This code will work for determining if a player is looking directly at any arbitrary 3d2d rectangle.

```
local isec = IntersectRayWithPlane( EyePos( ply ), Forward( EyeAngles( ply ) ), pos, trace.HitNormal )
if isec then
local ap = pos - isec
local ab = pos - tr
local ad = pos - bl
local ap_ab = Dot( ap, ab )
local ab_ab = Dot( ab, ab )
local ap_ad = Dot( ap, ad )
local ad_ad = Dot( ad, ad )
if 0 < ap_ab and ap_ab < ab_ab and 0 < ap_ad and ap_ad < ad_ad
and IsLineOfSightClear( ply, isec ) then --and if they have line of sight of the panel
--Do whatever you'd like, they're looking directly at the panel
end
end
```

where trace.HitNormal is the vector of the direction your panel is facing. You could also use ang:Up() if you’re not using a trace to determine the position of your panel.

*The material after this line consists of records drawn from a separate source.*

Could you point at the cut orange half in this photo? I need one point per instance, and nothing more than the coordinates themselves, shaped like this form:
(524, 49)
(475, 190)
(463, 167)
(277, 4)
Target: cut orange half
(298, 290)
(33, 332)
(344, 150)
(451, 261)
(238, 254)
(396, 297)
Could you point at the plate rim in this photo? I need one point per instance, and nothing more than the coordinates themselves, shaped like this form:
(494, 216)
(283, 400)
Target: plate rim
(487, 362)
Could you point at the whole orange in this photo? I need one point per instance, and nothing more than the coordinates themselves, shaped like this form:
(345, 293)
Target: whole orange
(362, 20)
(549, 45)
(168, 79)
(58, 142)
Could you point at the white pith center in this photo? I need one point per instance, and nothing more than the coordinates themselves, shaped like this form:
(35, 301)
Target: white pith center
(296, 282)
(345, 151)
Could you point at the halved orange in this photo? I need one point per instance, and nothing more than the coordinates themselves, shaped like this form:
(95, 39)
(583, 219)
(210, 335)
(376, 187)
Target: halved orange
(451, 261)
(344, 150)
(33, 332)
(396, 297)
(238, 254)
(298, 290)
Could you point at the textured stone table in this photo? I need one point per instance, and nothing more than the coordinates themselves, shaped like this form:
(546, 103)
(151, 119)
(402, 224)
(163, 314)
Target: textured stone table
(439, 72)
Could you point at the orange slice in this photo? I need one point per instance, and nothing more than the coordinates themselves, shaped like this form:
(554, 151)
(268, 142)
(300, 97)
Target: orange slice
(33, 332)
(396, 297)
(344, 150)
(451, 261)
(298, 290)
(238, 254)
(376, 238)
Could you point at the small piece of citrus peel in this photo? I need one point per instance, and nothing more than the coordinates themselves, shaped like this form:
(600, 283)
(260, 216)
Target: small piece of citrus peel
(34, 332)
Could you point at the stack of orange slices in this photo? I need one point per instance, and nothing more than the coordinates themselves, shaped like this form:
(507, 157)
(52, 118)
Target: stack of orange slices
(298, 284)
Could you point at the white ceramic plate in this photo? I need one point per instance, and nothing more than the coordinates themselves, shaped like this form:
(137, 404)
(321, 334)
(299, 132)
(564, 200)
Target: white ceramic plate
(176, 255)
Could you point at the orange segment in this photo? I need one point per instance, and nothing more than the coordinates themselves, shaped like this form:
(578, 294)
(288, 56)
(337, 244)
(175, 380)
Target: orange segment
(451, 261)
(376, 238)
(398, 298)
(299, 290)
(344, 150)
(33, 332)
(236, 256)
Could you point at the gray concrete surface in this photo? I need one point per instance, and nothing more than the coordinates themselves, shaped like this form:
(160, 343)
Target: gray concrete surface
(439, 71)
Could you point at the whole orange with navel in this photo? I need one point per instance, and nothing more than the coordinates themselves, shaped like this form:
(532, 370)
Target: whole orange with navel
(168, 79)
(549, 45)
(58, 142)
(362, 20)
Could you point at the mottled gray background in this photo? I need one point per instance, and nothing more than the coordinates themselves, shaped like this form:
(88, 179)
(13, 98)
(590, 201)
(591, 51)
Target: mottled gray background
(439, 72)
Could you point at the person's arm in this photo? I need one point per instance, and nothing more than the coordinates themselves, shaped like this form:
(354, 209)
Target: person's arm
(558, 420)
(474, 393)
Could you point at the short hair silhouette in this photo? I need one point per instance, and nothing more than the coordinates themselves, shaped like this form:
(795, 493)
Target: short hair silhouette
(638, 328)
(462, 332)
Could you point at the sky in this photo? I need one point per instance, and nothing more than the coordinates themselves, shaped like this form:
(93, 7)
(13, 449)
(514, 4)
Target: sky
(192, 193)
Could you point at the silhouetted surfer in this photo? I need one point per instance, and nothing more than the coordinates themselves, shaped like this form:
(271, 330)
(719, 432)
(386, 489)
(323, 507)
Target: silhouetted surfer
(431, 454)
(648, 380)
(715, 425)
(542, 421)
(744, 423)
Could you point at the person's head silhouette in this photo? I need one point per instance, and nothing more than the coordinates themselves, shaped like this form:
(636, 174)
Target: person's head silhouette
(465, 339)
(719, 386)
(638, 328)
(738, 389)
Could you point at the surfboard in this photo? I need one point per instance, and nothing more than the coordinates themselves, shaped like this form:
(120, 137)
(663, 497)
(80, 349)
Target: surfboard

pos is the vector of the top left of the rectangle, isec is the intersection of the players view with the plane of the panel, tr is the vector of the top right of the rectangle, and bl is the vector of the bottom left of the rectangle.

I name my variables in accordance with the line that the resulting vector represents.

With a given point ‘P’, and a rectangle defined by the points A(top left), B(top right), C(bottom right), and D(bottom left), a the resulting line from vector P to vector A would be called ‘ap’. Fairly simple.

When getting the dot-product of two vectors, I name the result vector1_vector2 so the dot product of AP and AD gives you ‘ap_ad’ again, fairly simple.

Finally, when evaluating, you just do the comparison that I did. (My brother helped me with this part).

Check that the dot product of AP and AB is between 0 and the dot product of AB and AB. Then check that the dot product of AP and AD is between 0 and the dot product of AD and AD.

If that statement evaluates to true, then your plane intersection vector is inside the rectangle! I also added a check to make sure that the player has view of the intersection point, so that you can’t ‘look’ at a panel that is behind a wall or some such.